Odom A R, Stahlberg A, Wente S R, York J D
Departments of Pharmacology and Cancer Biology and of Biochemistry, Duke University Medical Center, DUMC 3813, Durham, NC 27710, USA.
Science. 2000 Mar 17;287(5460):2026-9. doi: 10.1126/science.287.5460.2026.

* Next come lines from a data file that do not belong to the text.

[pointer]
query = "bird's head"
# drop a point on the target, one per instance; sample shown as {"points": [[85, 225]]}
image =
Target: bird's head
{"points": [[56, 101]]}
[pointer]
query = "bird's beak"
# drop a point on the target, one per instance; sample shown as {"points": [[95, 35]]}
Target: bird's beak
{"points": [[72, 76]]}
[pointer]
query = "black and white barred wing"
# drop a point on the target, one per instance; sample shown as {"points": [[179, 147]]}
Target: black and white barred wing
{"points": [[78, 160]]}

Phospholipase C and two inositol polyphosphate (IP) kinases constitute a signaling pathway that regulates nuclear messenger RNA export through production of inositol hexakisphosphate (IP6). The inositol 1,4,5-trisphosphate kinase of this pathway in Saccharomyces cerevisiae, designated Ipk2, was found to be identical to Arg82, a regulator of the transcriptional complex ArgR-Mcm1. Synthesis of inositol 1,4,5,6-tetrakisphosphate, but not IP6, was required for gene regulation through ArgR-Mcm1. Thus, the phospholipase C pathway produces multiple IP messengers that modulate distinct nuclear processes. The results reveal a direct mechanism by which activation of IP signaling may control gene expression.
磷脂酶C和两种肌醇多磷酸(IP)激酶构成了一条信号通路,该通路通过生成肌醇六磷酸(IP6)来调节核信使核糖核酸的输出。酿酒酵母中此信号通路的肌醇1,4,5-三磷酸激酶,命名为Ipk2,被发现与转录复合物ArgR-Mcm1的调节因子Arg82相同。通过ArgR-Mcm1进行基因调控需要合成肌醇1,4,5,6-四磷酸,而非IP6。因此,磷脂酶C信号通路产生多种IP信使,可调节不同的核过程。这些结果揭示了IP信号激活可能控制基因表达的直接机制。